Reputation:
I got this code in this website NTP
<h5>Soundbooster</h5> <br><br>
<p class="details">
<b>Filtro attuale</b>
</p>
<blockquote>
<p>
<b>Catalogo:</b>
Aliant</br>
<b>Marca e Modello:</b>
Mazda - 3 </br>
<b>Versione:</b>
(3th gen) 2013-now (Petrol)
</p>
</blockquote>
And I am trying to extract the element "Mazda - 3" and I am unable to get it, it return blank. In the code, the "Mazda - 3" part is in brand value. I get the name and the version value.
This is how I implemented:
for ntp in response.css('div.content-1col-nobox'):
name = ntp.xpath('normalize-space(//h5/text())').extract_first()
brand = ntp.xpath('normalize-space(//blockquote/p//text()[4])').extract_first()
version = ntp.xpath('normalize-space(//div/blockquote[1]/p//text()[6])').extract_first()
result = ("{} {} - {}".format(name, brand, version))
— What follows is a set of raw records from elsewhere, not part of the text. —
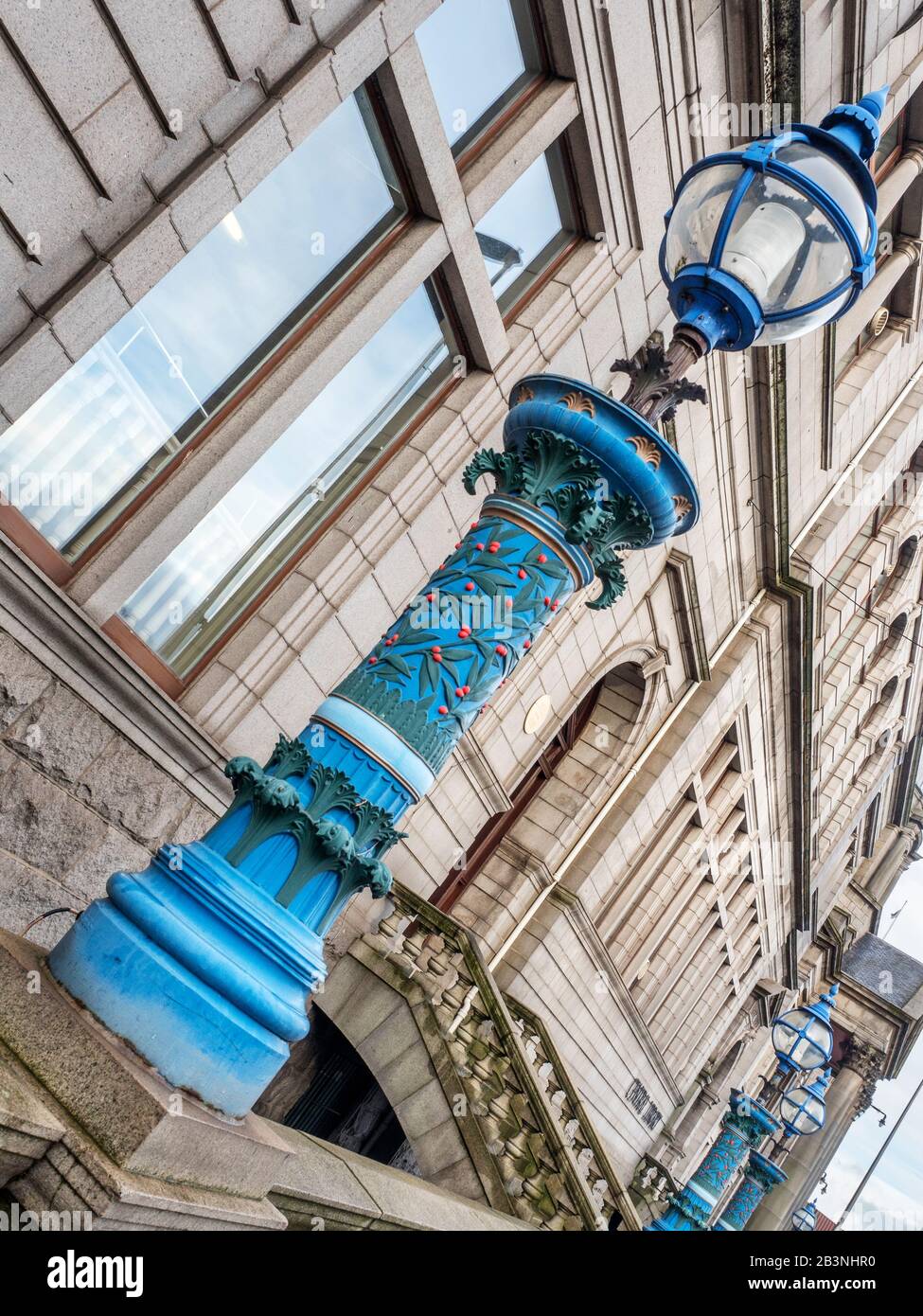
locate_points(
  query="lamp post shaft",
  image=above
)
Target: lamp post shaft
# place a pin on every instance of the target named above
(204, 961)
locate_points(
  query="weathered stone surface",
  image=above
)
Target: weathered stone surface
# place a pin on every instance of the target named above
(125, 787)
(41, 824)
(60, 733)
(117, 853)
(21, 681)
(26, 894)
(194, 826)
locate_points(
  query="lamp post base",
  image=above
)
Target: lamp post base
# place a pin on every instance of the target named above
(208, 970)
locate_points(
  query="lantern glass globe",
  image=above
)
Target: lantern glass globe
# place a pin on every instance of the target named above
(775, 240)
(804, 1040)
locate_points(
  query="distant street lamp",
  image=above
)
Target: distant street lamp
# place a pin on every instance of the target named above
(802, 1109)
(805, 1220)
(804, 1041)
(804, 1038)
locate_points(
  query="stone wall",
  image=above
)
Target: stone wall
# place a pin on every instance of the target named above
(97, 768)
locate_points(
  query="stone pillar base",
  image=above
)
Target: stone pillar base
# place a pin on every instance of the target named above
(88, 1127)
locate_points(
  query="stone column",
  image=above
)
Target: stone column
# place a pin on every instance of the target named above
(760, 1178)
(204, 961)
(847, 1096)
(743, 1129)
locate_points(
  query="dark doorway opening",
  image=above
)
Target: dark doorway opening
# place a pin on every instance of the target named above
(344, 1104)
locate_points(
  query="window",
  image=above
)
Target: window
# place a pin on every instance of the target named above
(481, 56)
(169, 367)
(265, 522)
(889, 148)
(525, 233)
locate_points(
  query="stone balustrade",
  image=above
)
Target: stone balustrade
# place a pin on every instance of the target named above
(528, 1116)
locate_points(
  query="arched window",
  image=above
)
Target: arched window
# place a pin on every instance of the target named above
(494, 829)
(616, 699)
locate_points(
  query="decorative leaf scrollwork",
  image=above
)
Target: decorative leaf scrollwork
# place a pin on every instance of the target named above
(506, 468)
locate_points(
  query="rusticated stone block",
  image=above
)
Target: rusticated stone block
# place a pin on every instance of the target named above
(26, 894)
(60, 735)
(117, 853)
(128, 789)
(21, 681)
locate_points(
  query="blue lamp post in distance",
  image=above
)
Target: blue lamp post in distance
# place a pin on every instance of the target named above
(765, 242)
(805, 1220)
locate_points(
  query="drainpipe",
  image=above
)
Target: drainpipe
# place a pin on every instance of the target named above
(204, 961)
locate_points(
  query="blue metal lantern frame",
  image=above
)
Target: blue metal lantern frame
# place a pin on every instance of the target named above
(734, 316)
(818, 1009)
(811, 1093)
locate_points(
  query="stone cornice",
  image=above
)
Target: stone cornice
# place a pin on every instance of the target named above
(51, 628)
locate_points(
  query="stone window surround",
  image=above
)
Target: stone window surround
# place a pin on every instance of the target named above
(551, 111)
(538, 124)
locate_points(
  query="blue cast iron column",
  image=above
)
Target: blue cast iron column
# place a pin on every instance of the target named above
(760, 1178)
(204, 961)
(743, 1128)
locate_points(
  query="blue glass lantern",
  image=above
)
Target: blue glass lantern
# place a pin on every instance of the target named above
(804, 1109)
(804, 1038)
(772, 240)
(805, 1220)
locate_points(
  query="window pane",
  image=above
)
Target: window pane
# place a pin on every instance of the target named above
(528, 228)
(239, 547)
(478, 54)
(134, 399)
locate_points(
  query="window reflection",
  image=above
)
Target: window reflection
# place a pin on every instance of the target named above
(191, 599)
(528, 228)
(479, 56)
(134, 399)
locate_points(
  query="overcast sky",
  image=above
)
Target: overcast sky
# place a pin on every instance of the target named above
(893, 1198)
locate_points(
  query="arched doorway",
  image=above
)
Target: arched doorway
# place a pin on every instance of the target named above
(344, 1104)
(615, 704)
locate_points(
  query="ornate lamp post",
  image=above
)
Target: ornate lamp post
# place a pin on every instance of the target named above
(805, 1220)
(802, 1109)
(765, 242)
(744, 1127)
(804, 1041)
(804, 1038)
(760, 1178)
(203, 961)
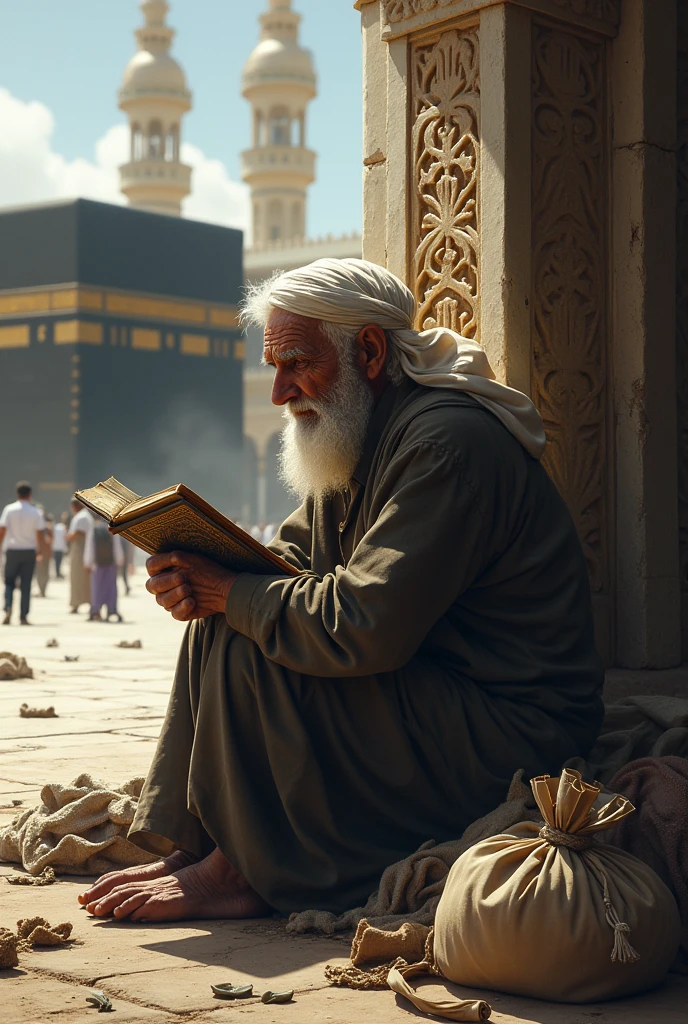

This post is related to this one, it work there, but I realized that I get only part of the data. See here: Scrapy add.xpath or join xpath
Can anybody help me please.
Thank you in advance.
Upvotes: 0
Views: 51
Reputation: 10666
I'm not sure what ntp
is in your code but this should work:
brand = ntp.xpath('.//b[.="Marca e Modello:"]/following-sibling::text()[1]').extract_first()
Upvotes: 1